ABSTRACT

Aden and the Protectorates do not fit at all neatly into the twentieth century history of the British Empire. Much of southwest Arabia had only a brief brush with British authority and this telescoping of the imperial experience lends the history of the region some of its uniqueness. During the 1950s the British Empire was on the retreat in Africa and east Asia but in this region it was engaged in a process of expansion. This interventionist policy was evident in the Protectorates where the British attempted to transform the minimally governed principalities of the region into a federal state. In contrast to the fleeting contact with western imperialism experienced by many of the inhabitants of the interior, the citizens of Aden had been subject to British or, more properly, Anglo-Indian control since Captain Stafford Haines seized control of the town from the Sultan of Lahj in January 1839. During the century which followed this successful military action Aden remained a backwater of empire.
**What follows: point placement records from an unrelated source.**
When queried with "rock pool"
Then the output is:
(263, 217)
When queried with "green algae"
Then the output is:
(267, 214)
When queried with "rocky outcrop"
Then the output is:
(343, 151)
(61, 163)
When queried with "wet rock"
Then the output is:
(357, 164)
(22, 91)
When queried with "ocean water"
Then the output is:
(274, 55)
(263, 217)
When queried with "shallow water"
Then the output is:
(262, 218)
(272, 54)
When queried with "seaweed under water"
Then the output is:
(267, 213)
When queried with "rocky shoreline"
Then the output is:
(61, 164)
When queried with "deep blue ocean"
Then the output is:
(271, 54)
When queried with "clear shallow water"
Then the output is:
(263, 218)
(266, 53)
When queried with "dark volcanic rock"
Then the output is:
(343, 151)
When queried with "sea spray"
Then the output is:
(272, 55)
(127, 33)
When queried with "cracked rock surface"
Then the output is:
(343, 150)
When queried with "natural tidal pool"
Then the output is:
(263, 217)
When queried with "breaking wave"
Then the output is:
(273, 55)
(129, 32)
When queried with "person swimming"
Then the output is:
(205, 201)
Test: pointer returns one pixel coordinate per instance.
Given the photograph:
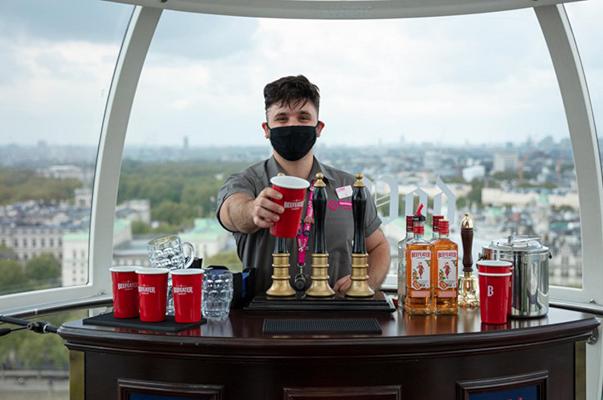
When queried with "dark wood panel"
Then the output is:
(338, 393)
(539, 380)
(127, 387)
(241, 336)
(424, 356)
(419, 378)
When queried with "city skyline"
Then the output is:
(475, 78)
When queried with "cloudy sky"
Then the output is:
(478, 78)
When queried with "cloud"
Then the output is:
(477, 77)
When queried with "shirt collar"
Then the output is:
(273, 168)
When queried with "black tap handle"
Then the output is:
(467, 240)
(359, 199)
(319, 204)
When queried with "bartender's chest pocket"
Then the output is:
(339, 227)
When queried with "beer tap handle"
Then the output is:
(319, 205)
(359, 199)
(467, 240)
(280, 245)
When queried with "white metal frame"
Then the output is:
(130, 61)
(341, 9)
(564, 53)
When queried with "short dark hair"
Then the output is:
(291, 90)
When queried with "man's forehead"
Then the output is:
(293, 107)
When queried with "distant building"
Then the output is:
(208, 237)
(499, 197)
(83, 198)
(64, 172)
(135, 210)
(28, 242)
(74, 264)
(474, 172)
(505, 161)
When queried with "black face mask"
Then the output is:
(293, 142)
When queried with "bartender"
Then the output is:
(246, 206)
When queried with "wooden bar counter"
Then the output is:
(414, 358)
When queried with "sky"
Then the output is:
(452, 80)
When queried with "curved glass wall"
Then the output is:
(56, 64)
(472, 100)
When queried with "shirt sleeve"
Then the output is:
(236, 183)
(371, 219)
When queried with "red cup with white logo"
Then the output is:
(152, 293)
(494, 296)
(186, 286)
(293, 190)
(499, 266)
(125, 292)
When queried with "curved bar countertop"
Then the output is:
(418, 357)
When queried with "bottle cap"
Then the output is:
(443, 225)
(409, 223)
(435, 222)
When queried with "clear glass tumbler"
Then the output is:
(217, 294)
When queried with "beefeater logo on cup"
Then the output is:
(146, 289)
(127, 285)
(293, 204)
(183, 289)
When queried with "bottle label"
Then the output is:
(447, 269)
(420, 260)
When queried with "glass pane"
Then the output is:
(472, 99)
(56, 64)
(34, 365)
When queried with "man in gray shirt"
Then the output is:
(246, 208)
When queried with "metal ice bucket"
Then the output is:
(530, 273)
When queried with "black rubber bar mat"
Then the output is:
(321, 326)
(168, 325)
(379, 302)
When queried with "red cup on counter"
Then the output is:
(152, 293)
(293, 190)
(499, 266)
(494, 296)
(125, 292)
(186, 284)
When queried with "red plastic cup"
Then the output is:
(186, 284)
(152, 293)
(125, 292)
(499, 266)
(293, 190)
(494, 296)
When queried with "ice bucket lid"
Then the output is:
(528, 244)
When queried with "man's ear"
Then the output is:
(319, 127)
(266, 130)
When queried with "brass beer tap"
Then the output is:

In tracing the development of British policy across this first century it is noticeable that, despite an apparent lack of enthusiasm for widening their sphere of control, the British displayed a determination not to relinquish what they held when either local or regional actors challenged their presence. Years of neglect were often followed by a flurry of activity when other actors impinged into the region and threatened to damage British prestige. The conflict with Nasser’s Egypt in the 1950s and 1960s was the last and most explosive instance of this tendency.